How can I decide which variables to be fed to HTM model for anomaly detection?

AbdulRahman.Mansour · March 28, 2018, 6:12pm

I’m new to HTM and I want to use it for anomaly detection to decide for a preventive maintenance.

I think that I have the basic understanding of the model but still can’t tell what technique should I use to chose the right variables to be fed to the model

sheiser1 · March 28, 2018, 6:29pm

How many variables are you considering? Its generally advised not to have more than 4 or 5 in a single model, and sometimes best to have a separate model for each one. There is a process for this called swarming which is a guided search for optimal parameter values, including which variables contribute to better predictions. Here’s a link to the docs on it:

http://nupic.docs.numenta.org/1.0.0/guides/swarming/running.html

AbdulRahman.Mansour · March 28, 2018, 6:48pm

Thank you @sheiser1 for your fast reply.

Actually, I don’t have the data yet as I’m proposing HTM for anomaly detection as a solution for incident prediction problem, but I’m assuming the number variables will be much greater than 4 or 5.

But now I have two questions

First, what if the variables for some reason, each one separately (in a single model) won’t predict an anomaly (in any of the models) and in a multivariant model it would predict an anomaly?

Second, if I had a single model for each variable how would I combine the result of each model to have only one score for anomaly?

sheiser1 · March 28, 2018, 7:07pm

This is certainly possible. With separate models for each variable those models would only tell you if that one variable was acting strangely. Important to understand is that when multiple variables are included in a single model they are concatenated together and fed into the system, so the anomalies produced by that model would tell you that the collection of variables as whole was acting strangely, but it wouldn’t be possible to say which ones or which combinations are the culprits precisely. Ideally having both single-variate and multi-variate models could offer the most insight, so when the multi model was anomalous you could check the single models for which were doing so.

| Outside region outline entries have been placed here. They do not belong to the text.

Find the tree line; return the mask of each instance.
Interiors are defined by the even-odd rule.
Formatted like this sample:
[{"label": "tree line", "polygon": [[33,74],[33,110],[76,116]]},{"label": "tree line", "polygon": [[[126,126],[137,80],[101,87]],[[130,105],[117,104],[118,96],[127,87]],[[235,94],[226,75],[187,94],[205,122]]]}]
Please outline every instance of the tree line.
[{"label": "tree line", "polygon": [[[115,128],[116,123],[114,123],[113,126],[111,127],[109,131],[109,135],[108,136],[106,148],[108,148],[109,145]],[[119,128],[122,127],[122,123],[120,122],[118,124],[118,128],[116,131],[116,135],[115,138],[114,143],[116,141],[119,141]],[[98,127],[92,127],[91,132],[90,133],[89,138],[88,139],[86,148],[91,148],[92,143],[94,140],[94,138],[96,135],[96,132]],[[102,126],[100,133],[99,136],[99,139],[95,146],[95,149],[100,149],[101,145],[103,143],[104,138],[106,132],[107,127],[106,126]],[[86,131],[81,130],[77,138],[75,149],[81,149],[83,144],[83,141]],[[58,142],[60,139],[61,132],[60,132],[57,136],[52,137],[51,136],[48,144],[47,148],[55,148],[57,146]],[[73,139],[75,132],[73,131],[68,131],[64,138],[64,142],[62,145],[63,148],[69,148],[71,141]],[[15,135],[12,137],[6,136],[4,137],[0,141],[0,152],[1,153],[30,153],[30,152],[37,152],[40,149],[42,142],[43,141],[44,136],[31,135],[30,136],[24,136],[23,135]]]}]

I don’t think there’s any rule of thumb for how to do this. I think your intuition as the one who understands what you’re modeling would be the way to go. Most simply you could average each of the different anomaly scores to get one overall anomaly metric.

AbdulRahman.Mansour · March 28, 2018, 7:27pm

That was very helpful.
Really, thank you very much for your fast reply and, precise and great answers.

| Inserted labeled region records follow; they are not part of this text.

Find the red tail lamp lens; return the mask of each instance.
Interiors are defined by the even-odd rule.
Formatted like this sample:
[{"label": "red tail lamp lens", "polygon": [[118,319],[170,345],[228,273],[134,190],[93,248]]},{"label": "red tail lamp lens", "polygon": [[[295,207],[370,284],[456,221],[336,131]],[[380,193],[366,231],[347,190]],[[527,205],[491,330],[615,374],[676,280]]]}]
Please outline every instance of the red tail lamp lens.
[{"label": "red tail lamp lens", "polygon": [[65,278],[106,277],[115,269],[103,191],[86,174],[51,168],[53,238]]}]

sheiser1 · March 28, 2018, 7:40pm

Glad to hear it and you’re certainly welcome. Of course post again anytime with any questions or implementation help once you get the data.

AbdulRahman.Mansour · March 28, 2018, 7:43pm

I would really appreciate that and thank you very much.

ansh979 · September 12, 2018, 10:26am

sheiser1 how does one combine multiple metrics into one single model?

sheiser1 · September 12, 2018, 2:46pm

Check out the nupic quick start quides:
http://nupic.docs.numenta.org/1.0.6.dev0/quick-start/algorithms.html

It’s done here:

for count, record in enumerate(reader):

  if count >= numRecords: break

  # Convert data string into Python date object.
  dateString = datetime.datetime.strptime(record[0], "%m/%d/%y %H:%M")
  # Convert data value string into float.
  consumption = float(record[1])

  # To encode, we need to provide zero-filled numpy arrays for the encoders
  # to populate.
  timeOfDayBits = numpy.zeros(timeOfDayEncoder.getWidth())
  weekendBits = numpy.zeros(weekendEncoder.getWidth())
  consumptionBits = numpy.zeros(scalarEncoder.getWidth())

  # Now we call the encoders to create bit representations for each value.
  timeOfDayEncoder.encodeIntoArray(dateString, timeOfDayBits)
  weekendEncoder.encodeIntoArray(dateString, weekendBits)
  scalarEncoder.encodeIntoArray(consumption, consumptionBits)

  # Concatenate all these encodings into one large encoding for Spatial
  # Pooling.
  encoding = numpy.concatenate(
    [timeOfDayBits, weekendBits, consumptionBits]
  )

The numpy.concatenate here combines the separate encodings from the 3 fields (timeOfDayBits, weekendBits, consumptionBits)

ansh979 · September 12, 2018, 2:57pm

Thanks I’ll give it a try

momentum · September 14, 2018, 9:41am

I have a related question. Say one incorporates three variables, as in the Quickstart example. Does the amount of bits a variable occupies in the input space have a bearing on its “weighting” in the prediction? I presume it does but just want to make sure.

eg. timeOfDayBits has 300, weekendBits 50, consumptionBits 400, for an input space of dimensions 750.

Does weekendBits have a relatively minimal impact on the next predicted value?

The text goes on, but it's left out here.